‘Democracy in Danger’

The latest episode of a press conference by four senior Supreme Court judges, accusing the Chief Justice of India of passing arbitrary orders in respect of assignments of cases and thus violating the judicial contentions and norms, is unique in the annals of the Indian judicial system. The salvoes fired by the four judges, namely Kurinan Joseph, J Chelameswar, Ranjan Gogoi and Madan B Lokur against the CJI cannot be brushed aside easily as personal affront because there are past instances of such violations. What, however, is important is the wider political implications of this revolt in the form of a press conference. Possibly the recent-most example of such violation is the assignment of the PIL filed for an independent probe into the death of special CBI judge B H Loya to a bench headed by Justice Arun Misra who is much junior to the above four judges. An English daily reports "On Friday (12-01-18) morning, the four judges are said to have met the CJI and contended that the case should be listed before senior judges but were apparently overruled". This report was confirmed by Justice Gogoi at the press conference. It should be emphatically mentioned that at the time of his death, B H Loya was hearing the Shorabuddin Sheikh fake encounter case in which Amit Shah was an accused. Violations have reprotedly taken place earlier also.

At present, several cases including the Ayodhya title dispute and Aadhaar's constitutionality are being heard by the CJI along with relatively junior judges. The previous CJI, J S Khehar also assigned the Birla-Sahara case to a junior bench outranked by 10 more senior benches.

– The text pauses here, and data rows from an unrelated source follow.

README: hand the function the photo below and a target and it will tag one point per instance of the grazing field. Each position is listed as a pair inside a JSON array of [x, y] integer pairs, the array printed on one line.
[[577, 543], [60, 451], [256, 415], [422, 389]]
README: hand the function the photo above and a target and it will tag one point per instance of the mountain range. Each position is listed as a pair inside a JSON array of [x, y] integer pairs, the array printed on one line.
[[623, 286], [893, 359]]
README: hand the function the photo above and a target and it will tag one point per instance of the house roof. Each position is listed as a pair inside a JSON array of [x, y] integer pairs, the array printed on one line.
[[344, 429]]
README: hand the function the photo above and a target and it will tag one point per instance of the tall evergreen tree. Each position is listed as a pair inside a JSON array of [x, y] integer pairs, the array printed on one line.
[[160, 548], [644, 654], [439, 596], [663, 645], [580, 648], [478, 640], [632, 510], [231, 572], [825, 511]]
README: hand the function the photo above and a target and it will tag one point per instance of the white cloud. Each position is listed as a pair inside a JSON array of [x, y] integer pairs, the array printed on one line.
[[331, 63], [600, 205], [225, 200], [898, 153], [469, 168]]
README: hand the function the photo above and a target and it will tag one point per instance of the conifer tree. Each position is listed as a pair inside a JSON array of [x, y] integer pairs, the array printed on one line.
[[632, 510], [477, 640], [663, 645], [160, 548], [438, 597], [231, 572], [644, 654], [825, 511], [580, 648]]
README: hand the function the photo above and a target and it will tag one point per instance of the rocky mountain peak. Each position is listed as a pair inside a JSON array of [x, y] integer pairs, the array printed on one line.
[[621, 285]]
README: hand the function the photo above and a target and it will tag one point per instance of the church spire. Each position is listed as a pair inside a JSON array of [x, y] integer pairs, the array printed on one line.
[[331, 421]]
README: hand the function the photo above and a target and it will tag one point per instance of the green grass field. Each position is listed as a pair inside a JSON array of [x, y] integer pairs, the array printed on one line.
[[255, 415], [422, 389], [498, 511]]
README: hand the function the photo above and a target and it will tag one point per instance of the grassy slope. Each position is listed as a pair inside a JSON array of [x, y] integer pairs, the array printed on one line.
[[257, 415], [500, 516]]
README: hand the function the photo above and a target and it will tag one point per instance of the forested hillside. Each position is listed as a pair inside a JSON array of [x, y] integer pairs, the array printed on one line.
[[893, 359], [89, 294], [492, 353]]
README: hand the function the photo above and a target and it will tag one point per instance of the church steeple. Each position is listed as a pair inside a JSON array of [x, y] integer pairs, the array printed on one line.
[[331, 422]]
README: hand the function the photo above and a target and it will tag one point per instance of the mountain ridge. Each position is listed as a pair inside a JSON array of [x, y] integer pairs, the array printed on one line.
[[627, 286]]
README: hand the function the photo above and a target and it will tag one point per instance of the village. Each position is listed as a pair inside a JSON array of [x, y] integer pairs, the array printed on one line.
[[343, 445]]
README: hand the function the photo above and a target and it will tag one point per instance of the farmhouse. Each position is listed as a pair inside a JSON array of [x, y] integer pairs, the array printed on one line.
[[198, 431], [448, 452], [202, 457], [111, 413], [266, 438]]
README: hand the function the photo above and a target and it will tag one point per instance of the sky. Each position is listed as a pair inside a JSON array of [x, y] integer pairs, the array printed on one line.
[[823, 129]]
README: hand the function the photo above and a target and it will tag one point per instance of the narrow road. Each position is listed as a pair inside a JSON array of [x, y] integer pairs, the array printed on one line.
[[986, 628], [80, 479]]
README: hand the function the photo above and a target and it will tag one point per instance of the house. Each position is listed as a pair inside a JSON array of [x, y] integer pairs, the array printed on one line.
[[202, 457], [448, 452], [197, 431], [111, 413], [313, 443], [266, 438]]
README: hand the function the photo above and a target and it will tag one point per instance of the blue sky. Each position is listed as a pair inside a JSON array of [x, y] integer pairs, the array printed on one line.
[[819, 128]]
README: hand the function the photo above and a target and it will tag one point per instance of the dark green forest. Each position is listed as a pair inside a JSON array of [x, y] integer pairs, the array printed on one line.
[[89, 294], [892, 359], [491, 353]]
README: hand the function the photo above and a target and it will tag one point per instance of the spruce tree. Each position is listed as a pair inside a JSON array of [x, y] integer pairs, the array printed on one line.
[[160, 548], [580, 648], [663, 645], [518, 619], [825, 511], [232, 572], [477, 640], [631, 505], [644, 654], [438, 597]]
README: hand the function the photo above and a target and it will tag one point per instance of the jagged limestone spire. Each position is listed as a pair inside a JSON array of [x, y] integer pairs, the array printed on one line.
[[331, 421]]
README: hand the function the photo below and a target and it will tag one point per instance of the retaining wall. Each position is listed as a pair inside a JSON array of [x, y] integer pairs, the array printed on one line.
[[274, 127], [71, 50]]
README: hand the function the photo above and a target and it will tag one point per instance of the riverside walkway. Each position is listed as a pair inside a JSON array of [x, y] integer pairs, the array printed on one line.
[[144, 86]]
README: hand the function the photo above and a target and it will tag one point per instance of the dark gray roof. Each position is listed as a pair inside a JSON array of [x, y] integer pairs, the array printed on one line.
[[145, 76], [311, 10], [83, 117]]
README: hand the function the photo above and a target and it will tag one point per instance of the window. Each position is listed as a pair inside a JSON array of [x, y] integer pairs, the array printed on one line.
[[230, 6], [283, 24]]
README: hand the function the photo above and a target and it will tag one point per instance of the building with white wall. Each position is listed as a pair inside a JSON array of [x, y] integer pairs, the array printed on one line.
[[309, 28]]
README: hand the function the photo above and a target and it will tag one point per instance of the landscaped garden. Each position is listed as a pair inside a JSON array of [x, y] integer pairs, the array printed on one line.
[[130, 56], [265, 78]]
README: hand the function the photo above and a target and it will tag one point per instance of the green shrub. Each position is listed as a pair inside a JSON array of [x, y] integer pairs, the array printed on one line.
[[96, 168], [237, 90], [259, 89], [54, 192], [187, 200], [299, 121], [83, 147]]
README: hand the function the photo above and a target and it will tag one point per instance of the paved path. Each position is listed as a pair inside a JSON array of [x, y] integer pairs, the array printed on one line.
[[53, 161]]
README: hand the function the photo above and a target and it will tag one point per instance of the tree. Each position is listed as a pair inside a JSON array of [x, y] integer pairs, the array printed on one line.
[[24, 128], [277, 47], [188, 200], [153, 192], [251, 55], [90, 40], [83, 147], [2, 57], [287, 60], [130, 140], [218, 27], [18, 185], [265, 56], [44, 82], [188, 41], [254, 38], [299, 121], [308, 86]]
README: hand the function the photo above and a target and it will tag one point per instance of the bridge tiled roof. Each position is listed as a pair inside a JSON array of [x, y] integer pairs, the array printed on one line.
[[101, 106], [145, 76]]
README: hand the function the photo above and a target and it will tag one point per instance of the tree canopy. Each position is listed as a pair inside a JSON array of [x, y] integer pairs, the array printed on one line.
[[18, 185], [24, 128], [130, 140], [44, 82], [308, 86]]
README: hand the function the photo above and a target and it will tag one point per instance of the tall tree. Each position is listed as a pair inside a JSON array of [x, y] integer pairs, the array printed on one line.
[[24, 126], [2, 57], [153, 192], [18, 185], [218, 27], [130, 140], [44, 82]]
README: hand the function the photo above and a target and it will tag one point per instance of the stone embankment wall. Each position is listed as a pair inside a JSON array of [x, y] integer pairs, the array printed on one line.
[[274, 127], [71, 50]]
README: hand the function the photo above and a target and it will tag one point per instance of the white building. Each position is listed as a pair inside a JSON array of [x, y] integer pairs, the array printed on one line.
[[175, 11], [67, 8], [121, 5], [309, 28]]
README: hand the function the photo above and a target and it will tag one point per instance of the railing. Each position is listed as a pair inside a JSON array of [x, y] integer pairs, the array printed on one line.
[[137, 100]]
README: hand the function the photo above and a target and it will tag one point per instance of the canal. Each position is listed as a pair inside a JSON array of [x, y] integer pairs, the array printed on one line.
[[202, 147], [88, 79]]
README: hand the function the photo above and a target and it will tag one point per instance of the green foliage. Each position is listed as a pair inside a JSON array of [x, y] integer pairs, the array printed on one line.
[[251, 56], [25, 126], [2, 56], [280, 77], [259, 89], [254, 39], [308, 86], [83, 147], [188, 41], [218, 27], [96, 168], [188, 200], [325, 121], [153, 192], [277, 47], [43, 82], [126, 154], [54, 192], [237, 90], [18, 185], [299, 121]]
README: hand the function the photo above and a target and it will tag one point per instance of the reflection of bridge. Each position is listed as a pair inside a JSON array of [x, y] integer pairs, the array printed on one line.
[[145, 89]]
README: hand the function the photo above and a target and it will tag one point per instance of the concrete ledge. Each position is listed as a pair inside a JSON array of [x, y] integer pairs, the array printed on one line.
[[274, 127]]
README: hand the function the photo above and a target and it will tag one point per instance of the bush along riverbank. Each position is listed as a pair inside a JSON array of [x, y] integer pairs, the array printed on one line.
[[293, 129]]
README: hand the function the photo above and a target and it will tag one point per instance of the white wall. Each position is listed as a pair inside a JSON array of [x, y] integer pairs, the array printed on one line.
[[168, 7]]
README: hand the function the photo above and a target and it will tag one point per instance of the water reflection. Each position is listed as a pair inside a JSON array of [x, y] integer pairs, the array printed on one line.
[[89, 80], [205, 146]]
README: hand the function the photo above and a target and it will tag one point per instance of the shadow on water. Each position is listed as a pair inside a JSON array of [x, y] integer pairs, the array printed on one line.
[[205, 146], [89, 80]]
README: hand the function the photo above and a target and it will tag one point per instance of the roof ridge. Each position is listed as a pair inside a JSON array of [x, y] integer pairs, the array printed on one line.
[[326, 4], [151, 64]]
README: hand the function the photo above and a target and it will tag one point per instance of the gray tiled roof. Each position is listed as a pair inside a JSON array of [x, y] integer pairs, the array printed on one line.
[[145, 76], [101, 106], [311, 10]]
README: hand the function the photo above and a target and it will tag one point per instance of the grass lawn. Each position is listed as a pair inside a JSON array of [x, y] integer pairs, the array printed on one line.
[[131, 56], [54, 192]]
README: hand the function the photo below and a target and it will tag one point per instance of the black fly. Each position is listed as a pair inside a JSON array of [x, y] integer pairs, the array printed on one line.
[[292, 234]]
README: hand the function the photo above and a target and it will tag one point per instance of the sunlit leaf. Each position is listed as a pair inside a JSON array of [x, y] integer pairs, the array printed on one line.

The same thing happened regarding the allegation against a retired Orissa High Court judge and the present CJI here exercised his power to exclude all these senior judges and constitued a bench with relatively junior ones headed by himself. One statement issued by the disgruntled BJP leader and former cabinet minister Yashwant Sinha is revealing enough. He has asked his party leaders and senior cabinet members to get rid of their fears and speak up. If there is a sincerity in his suggestion, it simply means that the Modi cabinet is caught on the wrong foot, because the controversies that have come up have led many to surmise that saffronisation of the judiciary has been proceeding apace at the behest of the Modi-Shah combine, independence of the judiciary is fast vanishing, with the CJI himself acting as the ‘conscious’ tool of the undermining of this independence.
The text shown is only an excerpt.